DPoP

DPoP (Demonstrating Proof of Possession at the Application Layer) is an effective mechanism that protects against theft of Access tokens.

Background

Securing resources, such as a REST API, with OAuth 2.0 has traditionally been achieved using bearer tokens. A bearer token is a type of token that can be used by whoever possesses it.Specifically, the use of a bearer token does not require the user to provide cryptographic proof of legitimacy.

As a result, token theft is the single biggest threat to token-based authentication. DPoP addresses this issue by ensuring that only the rightful recipient of an Access token can use this token with an API.

Functionality

DPoP works by the client having access to a secret (a private key) that must be used both in requests to the Token endpoint in HelseID to retrieve tokens and in calls to an API where the token provides access.

When retrieving tokens from HelseID, the client includes a DPoP proof, which in practice is a JWT signed with the client's secret. HelseID then issues an Access Token containing a new claim, cnf, which indicates which key pair was used. Later, when the client wants to call an API, they attach the Access Token but also include a new DPoP proof to demonstrate that the client has access to the same private key as before.

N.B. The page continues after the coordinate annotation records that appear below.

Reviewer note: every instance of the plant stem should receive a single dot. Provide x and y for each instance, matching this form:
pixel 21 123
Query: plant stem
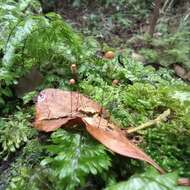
pixel 156 121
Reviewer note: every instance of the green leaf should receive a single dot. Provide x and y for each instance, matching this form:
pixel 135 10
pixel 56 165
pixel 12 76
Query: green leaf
pixel 149 180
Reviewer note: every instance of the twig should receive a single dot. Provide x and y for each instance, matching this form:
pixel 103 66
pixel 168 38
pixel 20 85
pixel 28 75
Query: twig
pixel 161 117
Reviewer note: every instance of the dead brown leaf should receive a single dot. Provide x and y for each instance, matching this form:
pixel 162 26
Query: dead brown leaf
pixel 57 108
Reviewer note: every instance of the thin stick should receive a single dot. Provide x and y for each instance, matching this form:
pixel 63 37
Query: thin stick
pixel 156 121
pixel 71 102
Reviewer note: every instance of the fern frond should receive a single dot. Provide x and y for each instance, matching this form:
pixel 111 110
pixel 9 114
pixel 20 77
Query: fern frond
pixel 75 156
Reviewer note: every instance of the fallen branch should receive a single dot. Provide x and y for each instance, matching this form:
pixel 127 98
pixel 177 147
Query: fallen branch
pixel 161 117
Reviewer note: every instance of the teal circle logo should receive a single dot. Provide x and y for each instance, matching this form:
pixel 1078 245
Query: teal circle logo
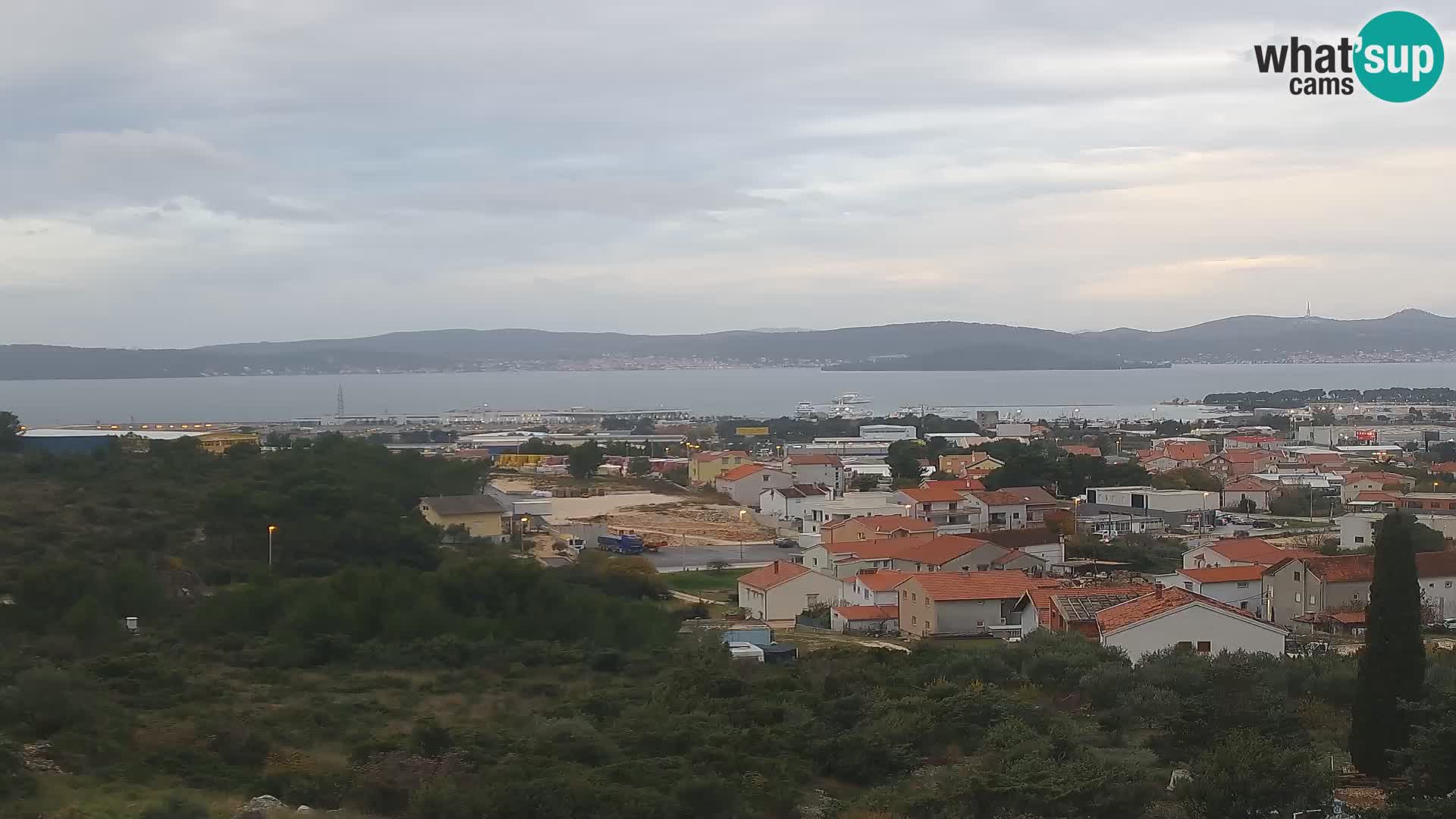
pixel 1400 57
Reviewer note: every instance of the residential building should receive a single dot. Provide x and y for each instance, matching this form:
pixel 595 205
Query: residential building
pixel 871 588
pixel 1071 608
pixel 1180 618
pixel 1299 586
pixel 864 620
pixel 1357 483
pixel 854 504
pixel 962 604
pixel 1232 464
pixel 1438 577
pixel 783 591
pixel 1177 507
pixel 792 503
pixel 940 506
pixel 820 469
pixel 482 516
pixel 746 483
pixel 705 466
pixel 1239 586
pixel 1248 488
pixel 874 528
pixel 1357 528
pixel 963 464
pixel 1429 502
pixel 1238 551
pixel 1037 541
pixel 887 431
pixel 1253 442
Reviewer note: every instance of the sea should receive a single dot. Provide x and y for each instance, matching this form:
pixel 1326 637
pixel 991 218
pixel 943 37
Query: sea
pixel 742 392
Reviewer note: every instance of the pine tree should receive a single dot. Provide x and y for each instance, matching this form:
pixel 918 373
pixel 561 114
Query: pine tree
pixel 1392 665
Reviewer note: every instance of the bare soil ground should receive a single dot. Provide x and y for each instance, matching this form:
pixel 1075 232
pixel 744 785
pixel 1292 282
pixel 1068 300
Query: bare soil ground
pixel 685 522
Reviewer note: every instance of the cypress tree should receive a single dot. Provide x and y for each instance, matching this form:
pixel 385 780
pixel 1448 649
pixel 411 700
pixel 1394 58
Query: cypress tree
pixel 1392 665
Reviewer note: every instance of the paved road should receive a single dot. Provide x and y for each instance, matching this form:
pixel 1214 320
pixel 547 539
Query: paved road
pixel 673 557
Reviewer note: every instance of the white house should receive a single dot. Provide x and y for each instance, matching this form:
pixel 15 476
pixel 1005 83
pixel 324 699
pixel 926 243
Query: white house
pixel 792 503
pixel 746 483
pixel 1180 618
pixel 817 469
pixel 1239 586
pixel 783 591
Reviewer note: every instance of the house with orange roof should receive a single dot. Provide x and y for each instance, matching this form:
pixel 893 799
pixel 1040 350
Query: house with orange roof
pixel 956 604
pixel 781 591
pixel 1178 618
pixel 943 506
pixel 1305 585
pixel 1237 551
pixel 819 469
pixel 1357 483
pixel 705 466
pixel 873 588
pixel 1248 488
pixel 1237 463
pixel 874 528
pixel 1239 586
pixel 746 484
pixel 973 465
pixel 1071 608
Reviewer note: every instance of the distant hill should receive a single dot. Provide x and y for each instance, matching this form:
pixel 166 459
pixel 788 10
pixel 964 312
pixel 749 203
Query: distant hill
pixel 927 346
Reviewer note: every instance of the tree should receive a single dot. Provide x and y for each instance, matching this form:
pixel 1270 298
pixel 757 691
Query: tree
pixel 1250 774
pixel 584 460
pixel 1188 479
pixel 905 461
pixel 9 431
pixel 1392 665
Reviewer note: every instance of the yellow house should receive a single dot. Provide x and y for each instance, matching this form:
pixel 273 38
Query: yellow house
pixel 705 466
pixel 218 444
pixel 481 515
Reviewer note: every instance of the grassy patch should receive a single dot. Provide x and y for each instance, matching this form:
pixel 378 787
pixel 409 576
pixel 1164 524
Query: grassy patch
pixel 704 582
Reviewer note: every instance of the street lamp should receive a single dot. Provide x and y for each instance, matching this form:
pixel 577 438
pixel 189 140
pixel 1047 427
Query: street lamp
pixel 742 515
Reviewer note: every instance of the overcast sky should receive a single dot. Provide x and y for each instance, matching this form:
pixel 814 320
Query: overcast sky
pixel 184 172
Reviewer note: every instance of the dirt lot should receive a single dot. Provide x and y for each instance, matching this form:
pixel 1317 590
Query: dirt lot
pixel 683 522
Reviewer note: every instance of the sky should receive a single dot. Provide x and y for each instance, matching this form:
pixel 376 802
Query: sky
pixel 185 172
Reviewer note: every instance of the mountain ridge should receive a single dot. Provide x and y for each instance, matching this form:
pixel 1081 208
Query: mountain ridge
pixel 908 346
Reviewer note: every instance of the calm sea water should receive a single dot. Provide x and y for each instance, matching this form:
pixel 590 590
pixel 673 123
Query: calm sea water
pixel 1114 394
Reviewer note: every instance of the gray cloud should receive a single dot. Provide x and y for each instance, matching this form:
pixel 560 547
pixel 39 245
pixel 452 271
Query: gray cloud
pixel 191 172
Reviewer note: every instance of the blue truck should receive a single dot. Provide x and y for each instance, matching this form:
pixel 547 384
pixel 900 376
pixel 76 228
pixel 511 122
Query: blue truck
pixel 620 544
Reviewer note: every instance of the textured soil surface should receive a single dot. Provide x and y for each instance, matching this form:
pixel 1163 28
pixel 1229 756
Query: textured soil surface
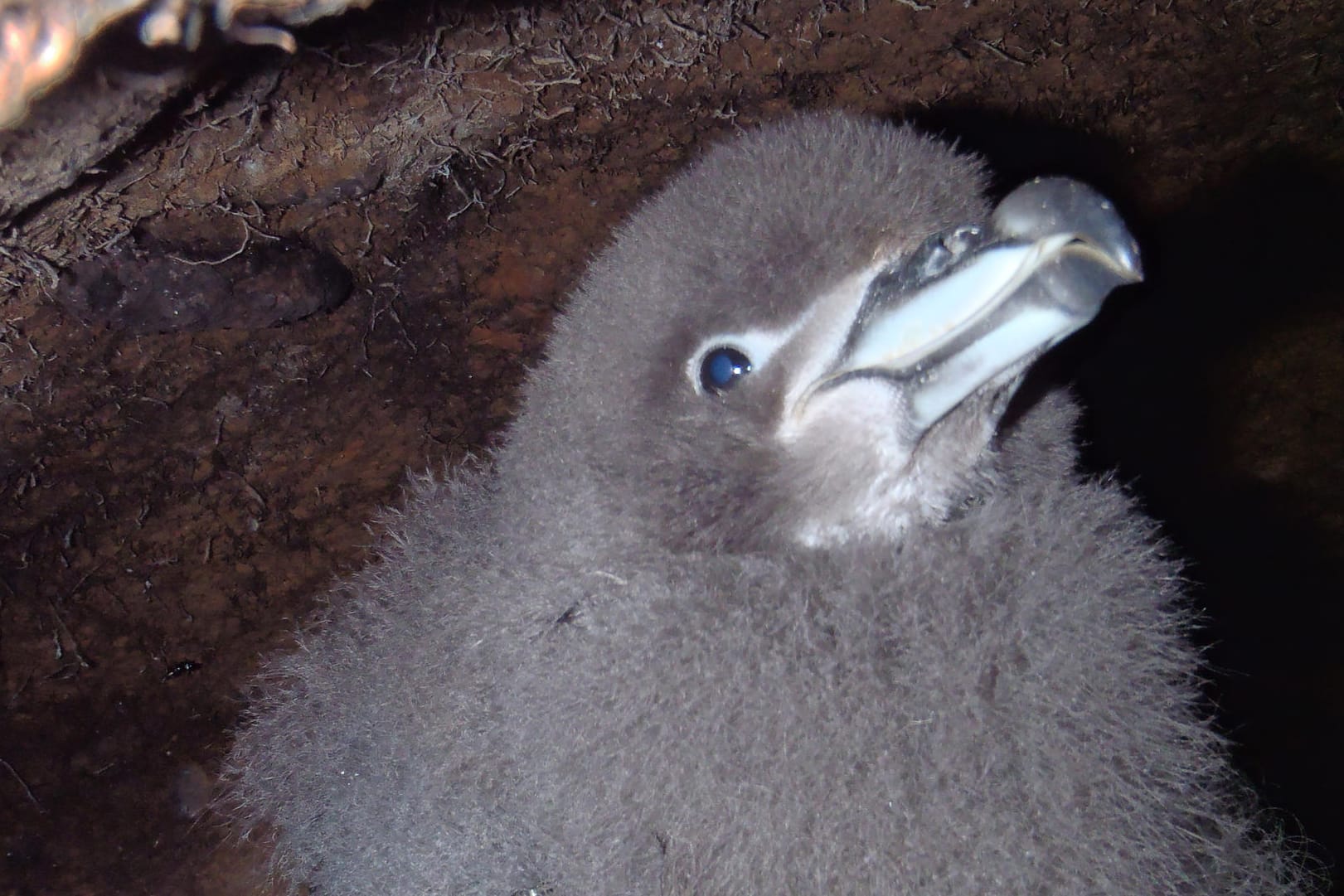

sequenceDiagram participant Client participant HelseID (Token endpoint) participant API Client->>HelseID (Token endpoint): Requests Access Token, includes DPoP proof HelseID (Token endpoint)->>Client: Invalid Request, nonce is also required Client->>HelseID (Token endpoint): Requests Access Token, includes DPoP proof with nonce HelseID (Token endpoint)->>Client: Access Token with cnf claim Client->>API: Calls API, includes Access Token and DPoP proof API->>API: Verifies DPoP proof against cnf claim in Access Token API->>Client: API call result

Detailed Description of DPoP Calls to the Token endpoint

When you are requesting a DPoP token from the Token endpoint, several requirements must be met.

Securing the Private Key

The private key used for signing the DPoP proof must be secured in the same way as the private key used for client authentication. This is described in the security profile document Use of Client Secrets.

In the context of HelseID, you can secure a DPoP proof in two different ways:

you can use the same private key that you use to sign the client assertion for client authentication or
you can generate new key pairs as needed

Accepted signing algorithms are detailed in the security profile document Requirements for Cryptography.

Formatting a DPoP Proof

The DPoP proof must be formatted in a specific manner; this is described in the security profile: Formatting DPoP proofs.

Use of Nonce

HelseID requires the client to make two calls to the token endpoint to acquire a DPoP token. On the first call, HelseID will respond with an HTTP 400 error code and the message use_dpop_nonce. A header named DPoP-Nonce will be included, containing a randomly generated value. This value must be incorporated into a new DPoP proof, which is then submitted in a second call to HelseID. A more detailed description of this functionality can be found in this section of the specification.

Requirements for API's Verification of DPoP Proofs

For all of this to be meaningful, the API validating the DPoP token must also validate the accompanying DPoP proof. This process is described in the security profile: Validating DPoP proofs.